An aspect of the popularity of social networks is the opportunity for individuals to (re)define themselves online. This allows them to tell you what they want you to hear; a completely subjective self-portrait, making it difficult to know what the truth is. Of course even in traditional methodologies there is an element of trust required to accept that the people taking part in studies are who they say they are.
There are some other more basic problems, such as restricted internet access, making it difficult to get responses from a broader cross-section of society. Chances are the homeless single teenage mothers your clients want you to research aren’t going to be on Twitter; so there will always be a place for traditional methodologies.
The digital world (and all of its social media platforms) is clearly an invaluable pool of insight. The benefits are evident but they aren’t without their shortcomings; namely quantifying such large amounts of data whilst not infringing on participants’ privacy.
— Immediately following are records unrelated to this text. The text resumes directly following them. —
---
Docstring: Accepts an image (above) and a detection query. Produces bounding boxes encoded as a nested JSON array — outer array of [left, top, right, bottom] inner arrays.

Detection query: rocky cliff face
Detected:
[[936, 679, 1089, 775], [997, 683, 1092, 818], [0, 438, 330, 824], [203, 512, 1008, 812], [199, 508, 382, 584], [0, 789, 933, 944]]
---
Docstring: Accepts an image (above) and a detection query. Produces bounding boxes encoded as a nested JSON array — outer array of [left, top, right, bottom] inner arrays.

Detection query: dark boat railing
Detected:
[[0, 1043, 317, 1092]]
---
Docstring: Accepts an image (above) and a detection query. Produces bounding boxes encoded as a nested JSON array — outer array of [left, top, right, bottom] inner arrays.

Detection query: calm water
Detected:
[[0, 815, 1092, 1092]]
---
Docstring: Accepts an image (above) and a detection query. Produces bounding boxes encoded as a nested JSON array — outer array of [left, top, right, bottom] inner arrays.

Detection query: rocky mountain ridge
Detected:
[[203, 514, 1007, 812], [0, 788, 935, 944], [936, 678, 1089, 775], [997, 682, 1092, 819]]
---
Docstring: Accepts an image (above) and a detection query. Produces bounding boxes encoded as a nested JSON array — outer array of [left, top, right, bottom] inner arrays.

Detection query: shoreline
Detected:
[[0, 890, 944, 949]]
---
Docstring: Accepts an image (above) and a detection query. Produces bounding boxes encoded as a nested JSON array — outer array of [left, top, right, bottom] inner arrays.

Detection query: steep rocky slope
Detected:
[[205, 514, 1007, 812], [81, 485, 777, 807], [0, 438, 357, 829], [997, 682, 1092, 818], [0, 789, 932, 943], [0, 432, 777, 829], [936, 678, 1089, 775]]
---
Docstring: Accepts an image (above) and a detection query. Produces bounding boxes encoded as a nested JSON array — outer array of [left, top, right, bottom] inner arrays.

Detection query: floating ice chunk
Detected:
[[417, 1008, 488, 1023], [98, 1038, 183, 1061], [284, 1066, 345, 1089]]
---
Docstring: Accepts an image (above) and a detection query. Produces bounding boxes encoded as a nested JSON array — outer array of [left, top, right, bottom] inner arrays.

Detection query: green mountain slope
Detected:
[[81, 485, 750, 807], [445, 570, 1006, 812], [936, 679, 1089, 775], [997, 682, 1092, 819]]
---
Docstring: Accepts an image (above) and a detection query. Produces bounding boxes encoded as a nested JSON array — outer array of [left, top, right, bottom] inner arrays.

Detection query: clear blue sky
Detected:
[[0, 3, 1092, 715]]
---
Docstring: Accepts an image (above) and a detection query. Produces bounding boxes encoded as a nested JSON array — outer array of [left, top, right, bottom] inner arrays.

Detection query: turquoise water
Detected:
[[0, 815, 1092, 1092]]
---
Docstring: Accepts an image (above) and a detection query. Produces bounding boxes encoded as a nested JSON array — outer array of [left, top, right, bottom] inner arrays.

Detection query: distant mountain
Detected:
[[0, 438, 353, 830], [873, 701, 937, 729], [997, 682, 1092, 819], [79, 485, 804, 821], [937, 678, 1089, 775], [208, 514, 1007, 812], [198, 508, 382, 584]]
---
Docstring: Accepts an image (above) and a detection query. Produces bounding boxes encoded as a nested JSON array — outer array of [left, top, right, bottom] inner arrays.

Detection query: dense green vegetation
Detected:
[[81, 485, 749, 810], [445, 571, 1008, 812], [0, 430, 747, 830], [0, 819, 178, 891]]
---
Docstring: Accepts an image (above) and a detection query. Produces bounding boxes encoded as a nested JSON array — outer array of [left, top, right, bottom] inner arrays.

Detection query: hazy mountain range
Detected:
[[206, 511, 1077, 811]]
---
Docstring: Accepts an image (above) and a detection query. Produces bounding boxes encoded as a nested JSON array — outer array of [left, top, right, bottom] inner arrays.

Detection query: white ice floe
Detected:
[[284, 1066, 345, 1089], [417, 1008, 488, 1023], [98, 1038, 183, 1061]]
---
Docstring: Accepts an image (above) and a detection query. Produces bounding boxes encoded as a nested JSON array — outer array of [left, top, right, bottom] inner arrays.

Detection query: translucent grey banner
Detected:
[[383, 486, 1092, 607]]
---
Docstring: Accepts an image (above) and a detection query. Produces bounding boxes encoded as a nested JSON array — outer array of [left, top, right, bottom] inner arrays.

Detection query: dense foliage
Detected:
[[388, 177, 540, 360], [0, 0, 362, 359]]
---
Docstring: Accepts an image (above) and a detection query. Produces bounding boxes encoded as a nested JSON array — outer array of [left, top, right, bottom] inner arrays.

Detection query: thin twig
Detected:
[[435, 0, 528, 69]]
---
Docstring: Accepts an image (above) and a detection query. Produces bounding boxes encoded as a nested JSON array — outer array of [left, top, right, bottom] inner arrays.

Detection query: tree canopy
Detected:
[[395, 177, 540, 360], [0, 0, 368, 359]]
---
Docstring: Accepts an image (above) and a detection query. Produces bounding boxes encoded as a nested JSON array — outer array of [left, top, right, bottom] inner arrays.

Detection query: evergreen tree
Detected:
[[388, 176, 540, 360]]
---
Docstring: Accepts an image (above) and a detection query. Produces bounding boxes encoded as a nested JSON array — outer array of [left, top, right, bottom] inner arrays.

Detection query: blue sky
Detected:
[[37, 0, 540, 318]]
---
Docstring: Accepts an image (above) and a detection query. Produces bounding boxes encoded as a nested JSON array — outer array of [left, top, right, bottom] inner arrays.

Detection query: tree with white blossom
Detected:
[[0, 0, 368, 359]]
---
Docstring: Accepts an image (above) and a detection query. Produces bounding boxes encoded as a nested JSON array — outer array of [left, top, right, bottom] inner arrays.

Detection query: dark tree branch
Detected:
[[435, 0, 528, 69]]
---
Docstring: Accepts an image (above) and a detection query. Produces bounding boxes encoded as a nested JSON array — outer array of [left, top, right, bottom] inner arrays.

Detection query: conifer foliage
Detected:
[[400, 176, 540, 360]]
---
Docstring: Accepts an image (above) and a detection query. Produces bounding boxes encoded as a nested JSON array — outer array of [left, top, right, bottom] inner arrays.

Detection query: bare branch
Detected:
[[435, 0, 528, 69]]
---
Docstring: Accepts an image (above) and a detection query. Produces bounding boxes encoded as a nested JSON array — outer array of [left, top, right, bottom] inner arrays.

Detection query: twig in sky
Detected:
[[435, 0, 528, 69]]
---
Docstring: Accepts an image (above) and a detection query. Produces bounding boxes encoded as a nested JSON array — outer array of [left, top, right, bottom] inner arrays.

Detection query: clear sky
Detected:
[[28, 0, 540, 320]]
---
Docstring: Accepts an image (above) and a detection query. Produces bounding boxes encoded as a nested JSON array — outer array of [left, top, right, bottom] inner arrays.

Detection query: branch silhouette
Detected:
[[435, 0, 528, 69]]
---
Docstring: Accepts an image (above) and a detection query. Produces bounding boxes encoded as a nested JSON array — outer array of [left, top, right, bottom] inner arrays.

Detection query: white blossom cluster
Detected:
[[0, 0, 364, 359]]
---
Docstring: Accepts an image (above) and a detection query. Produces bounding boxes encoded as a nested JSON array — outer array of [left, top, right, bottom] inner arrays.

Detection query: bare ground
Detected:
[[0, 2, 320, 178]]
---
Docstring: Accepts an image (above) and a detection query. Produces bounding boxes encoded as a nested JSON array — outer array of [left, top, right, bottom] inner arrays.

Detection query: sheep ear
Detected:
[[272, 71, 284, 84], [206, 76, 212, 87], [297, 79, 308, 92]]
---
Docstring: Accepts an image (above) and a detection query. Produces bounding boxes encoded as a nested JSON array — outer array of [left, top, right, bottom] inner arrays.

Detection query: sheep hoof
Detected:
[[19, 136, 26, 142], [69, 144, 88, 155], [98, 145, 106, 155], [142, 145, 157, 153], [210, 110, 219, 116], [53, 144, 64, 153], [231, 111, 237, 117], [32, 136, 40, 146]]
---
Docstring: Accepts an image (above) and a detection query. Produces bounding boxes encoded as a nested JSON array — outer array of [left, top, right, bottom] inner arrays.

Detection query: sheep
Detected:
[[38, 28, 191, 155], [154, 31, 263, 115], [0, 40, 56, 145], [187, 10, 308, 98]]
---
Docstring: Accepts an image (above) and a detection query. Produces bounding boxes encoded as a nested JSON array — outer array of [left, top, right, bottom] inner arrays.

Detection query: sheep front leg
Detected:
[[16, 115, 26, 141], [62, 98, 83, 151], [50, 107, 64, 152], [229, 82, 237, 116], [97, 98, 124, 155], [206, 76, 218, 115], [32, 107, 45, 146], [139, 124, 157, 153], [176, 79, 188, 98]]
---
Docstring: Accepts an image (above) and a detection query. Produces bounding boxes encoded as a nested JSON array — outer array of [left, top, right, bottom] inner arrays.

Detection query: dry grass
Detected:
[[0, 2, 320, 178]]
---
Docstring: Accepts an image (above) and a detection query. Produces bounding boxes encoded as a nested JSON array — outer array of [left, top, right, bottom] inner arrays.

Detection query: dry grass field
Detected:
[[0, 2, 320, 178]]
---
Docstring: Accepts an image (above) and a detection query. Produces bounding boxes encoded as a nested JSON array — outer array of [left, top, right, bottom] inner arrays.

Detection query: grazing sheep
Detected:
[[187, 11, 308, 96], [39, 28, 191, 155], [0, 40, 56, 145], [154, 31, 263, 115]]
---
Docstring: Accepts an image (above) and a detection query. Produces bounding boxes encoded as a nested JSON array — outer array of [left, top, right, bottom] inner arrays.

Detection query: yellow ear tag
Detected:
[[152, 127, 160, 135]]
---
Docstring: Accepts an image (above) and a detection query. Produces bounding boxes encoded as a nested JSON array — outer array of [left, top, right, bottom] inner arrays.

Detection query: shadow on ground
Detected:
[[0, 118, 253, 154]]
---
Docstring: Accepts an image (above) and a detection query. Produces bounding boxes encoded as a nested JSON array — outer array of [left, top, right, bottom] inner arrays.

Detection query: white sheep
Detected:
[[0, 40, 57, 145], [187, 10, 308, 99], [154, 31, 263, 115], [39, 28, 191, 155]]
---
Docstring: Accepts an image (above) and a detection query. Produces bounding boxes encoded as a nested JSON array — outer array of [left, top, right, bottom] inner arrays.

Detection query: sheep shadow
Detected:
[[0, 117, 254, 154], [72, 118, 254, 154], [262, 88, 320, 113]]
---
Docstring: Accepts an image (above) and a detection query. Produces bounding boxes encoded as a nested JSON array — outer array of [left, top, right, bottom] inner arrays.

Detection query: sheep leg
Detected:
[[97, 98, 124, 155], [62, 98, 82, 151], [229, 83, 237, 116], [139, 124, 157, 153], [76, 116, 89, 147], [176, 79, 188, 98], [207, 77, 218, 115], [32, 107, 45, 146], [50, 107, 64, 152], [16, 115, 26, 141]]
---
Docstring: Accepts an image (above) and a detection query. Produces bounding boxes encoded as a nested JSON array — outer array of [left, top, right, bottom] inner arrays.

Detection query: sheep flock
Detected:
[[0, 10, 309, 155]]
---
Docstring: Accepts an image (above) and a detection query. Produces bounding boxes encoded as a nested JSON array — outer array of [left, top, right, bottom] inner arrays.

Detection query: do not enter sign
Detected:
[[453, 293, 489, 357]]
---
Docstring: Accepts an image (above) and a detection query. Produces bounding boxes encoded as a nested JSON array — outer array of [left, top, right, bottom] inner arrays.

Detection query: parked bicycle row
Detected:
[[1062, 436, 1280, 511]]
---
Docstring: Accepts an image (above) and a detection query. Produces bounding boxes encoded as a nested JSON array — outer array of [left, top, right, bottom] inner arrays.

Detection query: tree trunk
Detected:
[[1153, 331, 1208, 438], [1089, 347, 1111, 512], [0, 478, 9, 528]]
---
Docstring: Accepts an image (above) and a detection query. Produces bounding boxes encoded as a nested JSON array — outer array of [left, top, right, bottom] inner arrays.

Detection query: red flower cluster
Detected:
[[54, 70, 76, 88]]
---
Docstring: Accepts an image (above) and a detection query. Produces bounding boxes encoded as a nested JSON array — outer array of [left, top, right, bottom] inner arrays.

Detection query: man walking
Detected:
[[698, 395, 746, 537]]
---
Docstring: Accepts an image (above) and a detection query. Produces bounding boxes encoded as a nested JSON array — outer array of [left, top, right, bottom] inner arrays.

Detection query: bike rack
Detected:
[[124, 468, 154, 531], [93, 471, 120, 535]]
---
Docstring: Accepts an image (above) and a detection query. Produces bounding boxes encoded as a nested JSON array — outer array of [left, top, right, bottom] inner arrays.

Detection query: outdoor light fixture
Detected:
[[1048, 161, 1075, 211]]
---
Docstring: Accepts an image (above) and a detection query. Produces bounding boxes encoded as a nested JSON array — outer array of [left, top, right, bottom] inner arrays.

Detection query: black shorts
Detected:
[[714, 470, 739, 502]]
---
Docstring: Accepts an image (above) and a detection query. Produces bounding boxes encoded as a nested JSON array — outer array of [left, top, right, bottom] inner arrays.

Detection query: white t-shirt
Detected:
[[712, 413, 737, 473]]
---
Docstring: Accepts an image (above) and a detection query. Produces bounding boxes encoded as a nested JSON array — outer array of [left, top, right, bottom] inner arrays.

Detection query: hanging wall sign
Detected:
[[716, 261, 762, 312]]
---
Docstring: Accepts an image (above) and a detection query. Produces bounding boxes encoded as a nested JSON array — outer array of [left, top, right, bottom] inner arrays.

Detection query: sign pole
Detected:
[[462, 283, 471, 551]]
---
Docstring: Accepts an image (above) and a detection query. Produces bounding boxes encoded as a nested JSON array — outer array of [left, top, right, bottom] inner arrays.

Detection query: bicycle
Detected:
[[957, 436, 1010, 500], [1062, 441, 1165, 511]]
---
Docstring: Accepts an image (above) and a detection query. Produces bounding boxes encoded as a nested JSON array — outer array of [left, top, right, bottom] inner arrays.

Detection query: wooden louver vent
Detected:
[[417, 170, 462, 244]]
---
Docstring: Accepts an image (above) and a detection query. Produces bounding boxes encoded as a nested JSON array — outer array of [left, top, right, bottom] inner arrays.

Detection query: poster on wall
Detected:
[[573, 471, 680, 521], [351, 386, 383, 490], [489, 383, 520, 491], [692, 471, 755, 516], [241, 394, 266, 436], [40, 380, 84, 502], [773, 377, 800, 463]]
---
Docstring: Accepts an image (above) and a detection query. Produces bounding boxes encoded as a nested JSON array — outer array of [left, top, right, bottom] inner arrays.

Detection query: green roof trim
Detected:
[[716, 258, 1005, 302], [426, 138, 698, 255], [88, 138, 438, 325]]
The complexities of such a balance are too extensive to discuss here, but it is interesting to think how we will move forward as the digital realms continue to rapidly expand. MR is going to have to jump on-board at some point, and it needs to happen sooner rather than later if it is to have any chance of keeping up with the advanced world it so closely observes.
Do you believe that the perceived veil of anonymity on social networking sites encourages greater candidness or a reconstruction of an individuals persona?